Knowledge and Skills Statement

Inquiry and research: listening, speaking, reading, writing, and thinking using multiple texts. The student engages in both short-term and sustained recursive inquiry processes for a variety of purposes.

As students research topics, instruct them to gather and evaluate multiple credible sources from the library and internet such as .edu and .gov websites. Review student sources for appropriateness.

Further Explanation

This assessment requires students to apply knowledge of primary and secondary sources when researching a topic. Students must evaluate the sources and determine which are the most credible. Students should understand that they need to evaluate certain elements, such as the author, sources or citations, bias or point of view, and date of publication to determine the credibility of a source.

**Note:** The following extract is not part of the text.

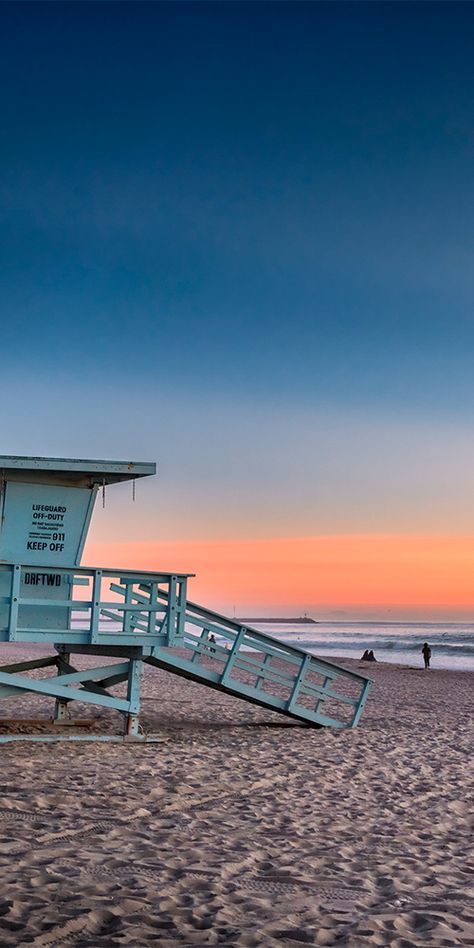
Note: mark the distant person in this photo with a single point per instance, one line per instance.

the quality of having reliable and trustworthy characteristics and being accepted as true or real
Students should be able to review research sources to determine if they are valid references for information. Students should review a source by considering the objectivity of their information. Examining sources typically requires students to do some research on the source itself to determine if it should be used. Students might need to determine the reputation a source has among peers in that field, consider the consistency of previously provided information or documentations (e.g., has the source been proven wrong in the past?), and/or determine if there are any affiliations between the source and parties who benefit from the source’s presenting the facts in a certain way.
When reviewing sources, students should specifically determine if they are reliable and credible or contain bias of any kind. A reliable source is one that presents a well-thought-out argument, information, or discussion based on accurate evidence. Credible sources are those that have established a reputation for being trustworthy and accurate. When a source contains bias, it leans toward a certain outcome or idea. For example, if a survey states that a large sample of people agree that the Dallas Cowboys are the best football team in Texas, but the only people surveyed were people in a Dallas Cowboys fan shop, the survey results can be considered biased and not objective.
a source that is accurate, based on fact, current, logically sound and written by a qualified author


Christensen,-Branum, L. Strong, A. and Jones, C. O. (2018). Mitigating myside bias in argumentation. Journal of Adolescent & Adult Literacy, 62(4), 

Summary: Teachers can improve students’ argumentation proficiency by intentionally addressing myside bias, the propensity to support arguments with which one preemptively agrees while selectively ignoring contradictory claims and evidence. In this article, the authors identify three themes detected in a review of the literature on myside bias and offer instructional implications and strategies to address myside bias in secondary and postsecondary classrooms. Such strategies that promote critical reflection and balanced argument have implications for academic achievement and critical thinking skills beyond the classroom.